But Sir Keir does not back easing immigration rules as the answer.

“The problem with the over-arching migration numbers is they are too high and they are too high because of a lack of skills strategy in this country,” he stated.

Sir Keir headed to North London yesterday where he stressed how the party had changed from the Corbyn years.

He rejected claims in Islington North that Labour chiefs behaved “undemocratically” by deciding on the Labour candidate, Praful Nargund, without a hustings or vote locally.

He also warned Labour voters considering backing the ex-party leader: “In the end it’s a straight fight between more chaos and division under the Tories or an incoming Labour government.

“If you want change, you have to vote for it.”

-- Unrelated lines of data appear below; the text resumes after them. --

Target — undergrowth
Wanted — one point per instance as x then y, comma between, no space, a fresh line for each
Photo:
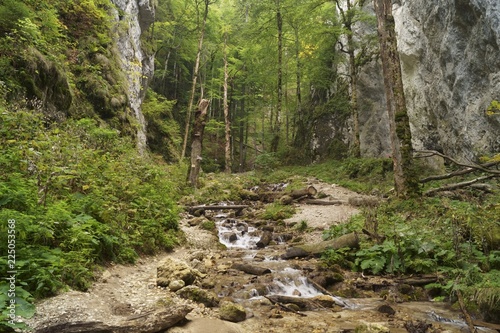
456,240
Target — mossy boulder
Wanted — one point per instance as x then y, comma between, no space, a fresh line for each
199,295
232,312
171,269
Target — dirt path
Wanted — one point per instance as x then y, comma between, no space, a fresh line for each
131,290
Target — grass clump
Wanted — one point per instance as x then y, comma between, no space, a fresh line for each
80,196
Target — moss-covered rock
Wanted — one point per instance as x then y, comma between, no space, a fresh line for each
199,295
232,312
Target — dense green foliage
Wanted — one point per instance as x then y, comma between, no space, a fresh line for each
61,54
456,239
80,195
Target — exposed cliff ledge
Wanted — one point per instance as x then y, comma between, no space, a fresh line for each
135,17
451,71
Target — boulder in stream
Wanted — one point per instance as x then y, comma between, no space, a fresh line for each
349,240
199,295
232,312
171,269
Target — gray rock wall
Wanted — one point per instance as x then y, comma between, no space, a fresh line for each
451,71
450,60
133,17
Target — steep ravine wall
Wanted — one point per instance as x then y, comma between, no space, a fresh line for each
451,70
134,17
450,60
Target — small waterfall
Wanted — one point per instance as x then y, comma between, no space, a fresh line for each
237,234
291,282
137,66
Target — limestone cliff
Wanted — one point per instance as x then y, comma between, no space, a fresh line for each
451,71
134,17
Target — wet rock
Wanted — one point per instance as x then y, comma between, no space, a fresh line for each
205,325
286,200
251,269
171,269
176,285
327,279
199,295
264,240
349,240
232,312
387,309
417,326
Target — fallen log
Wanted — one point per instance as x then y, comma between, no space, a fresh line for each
451,187
286,307
265,239
251,269
418,280
309,191
324,202
149,322
349,240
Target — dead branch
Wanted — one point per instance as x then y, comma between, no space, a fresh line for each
468,168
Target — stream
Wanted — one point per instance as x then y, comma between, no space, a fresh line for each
289,278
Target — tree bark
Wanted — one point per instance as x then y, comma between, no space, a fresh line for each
227,122
405,180
149,322
277,126
197,141
195,79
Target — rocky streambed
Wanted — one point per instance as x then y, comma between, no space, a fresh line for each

Sir Keir met former Tory and Liberal Democrat voters at the Oak Caffe in Whetstone, North London, who are now considering voting Labour, some praising him for rooting out anti-semitism in Labour’s ranks.

Amid the controversy over the Met Police’s policing tactics for pro-Gaza marches in central London, the Labour leader stressed officers had “a very difficult balance to strike and they have got to do it in real time”.

He added: “It’s right that people should have the right to protest but of course there has been behaviour, extremism, within some of those marches, anti-semitism included, which absolutely has to be called out and has to be followed up with arrests and prosecutions.”

On global warming, Sir Keir has been criticised for delaying the implementation of his £28 billion green economy plan.

“Let me reject the accusation that we have watered down,” he said.

“The pledge is clean power by 2030, so that’s renewables by 2030. Everybody who looks at that takes a sharp intake of breath and says that is going to be really difficult.

“It’s doable but it’s really difficult.”

Getting more people onto the railways and out of their cars would cut greenhouse gas emissions.

Commuters, though, should not expect any wide-scale ticket price cuts from Labour’s renationalisation of the railways.

“That will come with a best fare guarantee because at the moment you have got multiple fares costing a fortune,” said Sir Keir.

“I’m not going to pretend that what it also brings is slashing of all fares across the board,” he added.